EV1: Ahead of (Then Out of) Its Time
The 1994 holder of the electric vehicle land speed record begins commercial production of 660 EV1s that are offered for lease, not sale. Powered by GM lead-acid batteries with an advertised range of between 70–100 miles (112.7-160.9 km), the limited edition and ”for lease/not sale” fully-electric car is a technological achievement and passionate favorite among its lessees. By 1999, the number of vehicles leased is 1,117, some with the newer, more efficient Nickel Metal Hydride (NiMH) battery pack. In 2003, all leases are called in, the model-line discontinued and other than approximately 20 donated to various museums and institutions, every EV1 is destroyed.
Ford: Green with Competition
Not to be outdone by GM, Ford releases the Ranger EV, an electric spin on the automaker’s popular light duty truck. 1,400 are produced from 1998 until 2002 with a maximum range of 65 miles (104.61 km/h) and the ability to go 0-60 in 10 seconds. Like GM, these are available on a lease program only. While most are for fleets, Ford also offers them to the public at the low cost of $155 per month for 3 years — the purchase price is $52,720. Though many Rangers are destroyed at lease end, lessees are given the option to purchase their vehicle. While Ford has no plans to produce more, Elbil Import in Norway purchases some of the remaining models in 2008, and limited numbers of Ranger EVs live on in both the U.S. and Scandinavia.
Electric Pickup Truck
GM releases the Chevrolet S-10 EV, an electric pickup truck available for both lease and sale—of the 492 trucks built 60 are sold mostly to utility companies. It travels at a top speed of 73 mph (118 km/h) and a top range of 90 miles (144 kilometers).
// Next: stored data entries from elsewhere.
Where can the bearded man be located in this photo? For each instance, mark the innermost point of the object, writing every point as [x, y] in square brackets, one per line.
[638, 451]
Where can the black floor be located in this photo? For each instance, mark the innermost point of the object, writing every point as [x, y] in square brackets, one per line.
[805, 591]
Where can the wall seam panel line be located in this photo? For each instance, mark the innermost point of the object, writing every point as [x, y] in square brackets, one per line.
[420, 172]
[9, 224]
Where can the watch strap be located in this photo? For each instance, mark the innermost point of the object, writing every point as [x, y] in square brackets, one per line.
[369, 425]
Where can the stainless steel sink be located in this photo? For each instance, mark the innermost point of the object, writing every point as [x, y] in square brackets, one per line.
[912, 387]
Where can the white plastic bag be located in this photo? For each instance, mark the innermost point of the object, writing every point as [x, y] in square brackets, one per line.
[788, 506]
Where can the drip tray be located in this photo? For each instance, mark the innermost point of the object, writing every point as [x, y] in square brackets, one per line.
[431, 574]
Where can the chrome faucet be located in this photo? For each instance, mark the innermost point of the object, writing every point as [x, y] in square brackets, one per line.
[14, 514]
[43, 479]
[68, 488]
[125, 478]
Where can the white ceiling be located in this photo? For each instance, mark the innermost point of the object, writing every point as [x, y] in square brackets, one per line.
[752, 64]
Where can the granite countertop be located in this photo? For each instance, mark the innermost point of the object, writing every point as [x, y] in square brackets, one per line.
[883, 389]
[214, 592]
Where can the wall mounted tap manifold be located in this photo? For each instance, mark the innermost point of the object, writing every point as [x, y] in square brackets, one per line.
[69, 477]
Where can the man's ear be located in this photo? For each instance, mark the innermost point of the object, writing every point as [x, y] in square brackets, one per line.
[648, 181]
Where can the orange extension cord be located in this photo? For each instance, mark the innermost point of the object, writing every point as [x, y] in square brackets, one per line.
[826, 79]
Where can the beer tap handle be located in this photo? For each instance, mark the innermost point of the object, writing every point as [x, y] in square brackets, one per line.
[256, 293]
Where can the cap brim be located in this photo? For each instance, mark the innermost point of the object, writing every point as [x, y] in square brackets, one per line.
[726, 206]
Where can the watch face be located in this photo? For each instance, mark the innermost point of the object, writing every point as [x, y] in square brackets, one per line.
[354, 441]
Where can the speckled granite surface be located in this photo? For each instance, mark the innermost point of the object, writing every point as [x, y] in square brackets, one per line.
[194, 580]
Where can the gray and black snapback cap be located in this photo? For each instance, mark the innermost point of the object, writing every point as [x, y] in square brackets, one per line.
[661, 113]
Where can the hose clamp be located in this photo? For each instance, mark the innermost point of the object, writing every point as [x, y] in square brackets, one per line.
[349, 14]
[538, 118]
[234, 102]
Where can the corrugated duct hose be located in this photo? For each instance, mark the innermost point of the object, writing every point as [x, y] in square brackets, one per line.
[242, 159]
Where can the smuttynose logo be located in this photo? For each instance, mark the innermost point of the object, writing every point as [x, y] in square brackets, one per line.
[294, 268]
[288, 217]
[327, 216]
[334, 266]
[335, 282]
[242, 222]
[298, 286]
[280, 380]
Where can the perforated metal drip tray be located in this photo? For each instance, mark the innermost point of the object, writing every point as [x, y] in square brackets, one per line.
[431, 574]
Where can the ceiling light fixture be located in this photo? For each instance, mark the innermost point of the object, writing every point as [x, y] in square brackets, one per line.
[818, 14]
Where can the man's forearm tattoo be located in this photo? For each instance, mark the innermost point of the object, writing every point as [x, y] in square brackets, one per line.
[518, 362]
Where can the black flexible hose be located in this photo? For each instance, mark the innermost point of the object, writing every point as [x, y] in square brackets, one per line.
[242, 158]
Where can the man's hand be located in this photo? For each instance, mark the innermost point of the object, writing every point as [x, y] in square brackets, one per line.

Electric Continues to Build Steam
With Honda, GM and Volkswagen discontinuing their battery-powered vehicles, and Ford, Nissan and Toyota dipping their toes in — then pulling out soon after — it looks as if the plug-in car will, once again, fade into the distance. Behind the scenes, however, scientists and engineers are working to improve electric vehicles and their batteries to make them viable for the upcoming millenia.